No momento em que uma única vida perde o valor absoluto, mil vidas, até um milhão de vidas, não têm valor; são meramente números mais chocantes.

Esta é a mensagem essencial por trás da mitsvá de transformar o assassinato de um homem sem teto encontrado num campo isolado num evento nacional. A Torá está tentando nos ensinar que se o inferno não se agita com a morte injusta de um único indivíduo, estamos a caminho da absoluta decomposição moral; conseguimos abandonar a parte mais importante da humanidade – ver cada e toda vida como um reflexo de D'us.


Você é importante!
Acima de tudo, este ritual sobre um ser humano sendo assassinado no campo dá um mensagem para aquelas crianças ou adultos que se encontram no “campo” da confusão e da depressão.

A mensagem é que sob a perspectiva de D'us, sua vida individual e seu destino contêm valor e significado. Se você “morrer”, D'us espera que todos sintam a dor, para tomar parte no caminho da introspeccão. Sua jornada, sua luta, seu futuro são da maior importância para D'us, para o mundo, para a história. Saiba que toda ação conta, que cada palavra tem poder infinito. Construa cada dia da sua vida como se fosse uma obra de arte. Agora entenderemos por que a providência fez Yaacov ensinar essa lição a Yossef horas antes de ele ser atirado a uma nova realidade infernal. Pois esta foi a mensagem que salvou um Yossef vulnerável de cair no abismo, após ser brutalmente separado de uma cidade abrigada e sagrada e ser jogado no “campo” mais depravado da terra.
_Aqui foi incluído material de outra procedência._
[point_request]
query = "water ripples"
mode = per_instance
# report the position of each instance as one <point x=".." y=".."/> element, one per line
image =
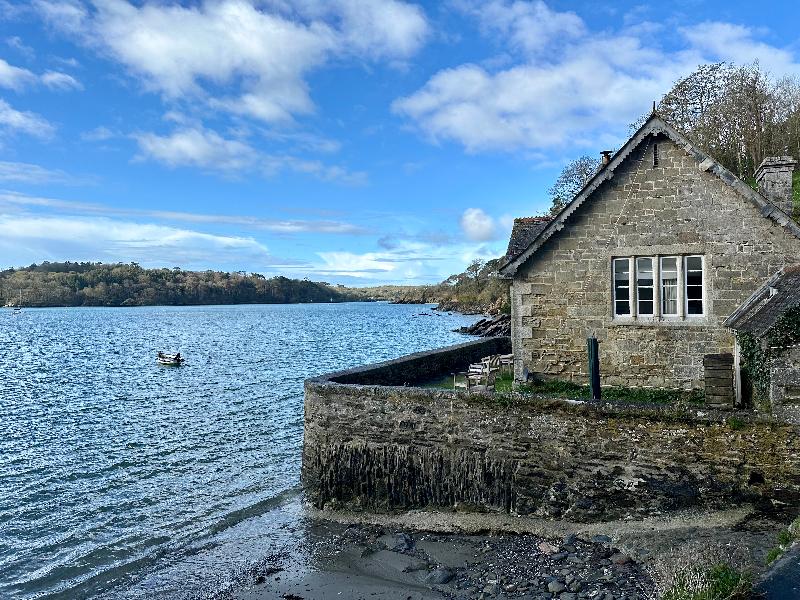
<point x="116" y="473"/>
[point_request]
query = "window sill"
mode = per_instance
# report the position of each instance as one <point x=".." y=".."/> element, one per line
<point x="699" y="321"/>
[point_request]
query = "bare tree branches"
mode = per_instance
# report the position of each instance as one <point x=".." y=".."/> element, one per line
<point x="571" y="180"/>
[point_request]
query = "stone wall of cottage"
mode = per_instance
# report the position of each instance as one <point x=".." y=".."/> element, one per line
<point x="785" y="385"/>
<point x="563" y="294"/>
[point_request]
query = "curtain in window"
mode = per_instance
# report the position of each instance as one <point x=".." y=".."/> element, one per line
<point x="669" y="286"/>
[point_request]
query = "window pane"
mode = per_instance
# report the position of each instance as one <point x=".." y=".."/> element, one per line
<point x="694" y="285"/>
<point x="694" y="263"/>
<point x="622" y="305"/>
<point x="621" y="269"/>
<point x="694" y="278"/>
<point x="644" y="285"/>
<point x="669" y="285"/>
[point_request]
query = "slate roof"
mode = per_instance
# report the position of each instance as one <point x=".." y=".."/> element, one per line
<point x="653" y="126"/>
<point x="768" y="303"/>
<point x="524" y="232"/>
A última lição que Yossef ouviu do pai imbuiu-o com a convicção inabalável de que sua vida, cada momento dela, era eternamente importante; que suas escolhas tinham significado divino.

Vinte e dois anos depois, quando Yaacov soube que Yossef não esquecera aquela última lição, a alma de um pai foi trazida de volta à vida. Yaacov reconheceu que apesar de todo o sofrimento e abuso que Yossef passou, não perdera a centelha interior que dá à nossa vida nobreza e significado intermináveis.

Este ensaio é baseado numa palestra do Rebe em agosto de 1981


Notas

1. Midrash Rabah Vayigash 94:3; Tanchumah Vayigash seção 11; Rashi sobre Bereshit 45:27-2
2. Bereshit 37:12-41:45.
3. Bereshit 45:26-27
4. Devarim 21:1-2
5. Soteh 44b. Citado por Rashi sobre Devarim ibid.
6. O heifer foi decapitado. Há uma tradição midráshica divergente de que o heifer foi meramente atingido no pescoço e portanto pôde fugir e encontrar a casa do assassino (Midrash Agadah; Bechaya).
7. Devarim 21:3-8
8. Ibid. Versículos 8-9
9. Outro ponto em questão: Pelo Midrash parece que o espírito de Yaacov foi revivido primeiramente por causa da informação que ele recebeu de que Yossef lembrava tão bem da lição final. Porém isso parece incompleto: a notícia de que Yossef estava vivo era insuficiente para restaurar a vida e a alegria de Yaacov? (Veja Likutei Sichot vol. 30 pág. 222).
10. Veja Rambam, Guia para os Perplexos 3:40, citado em Ramban e Bechaya sobre Devarim 21:1. Cf. Sefer HaChenuch Mitsvá 530 e Abarbenel sobre a Parsah. Veja também Kesef Mishnah sobre Hilchot Rotzach 10:6, Behaya sobre Devarim 21:1. Ramban ibid. Cf Likutei Sichot vol. 24 págs. 126-8 e na nota #59 e referências ali anotadas.
11. Soteh 45 b. Citado em Rashi ibid. 21:7.
12. Bereshit 25:27
13. Or Hatorah sobre Bereshit ibid (pág. 142b); Likutei Torah Reah pág. 32b; referências notadas em Likutei Sichot vol. 30 pág. 223 nota nš 17.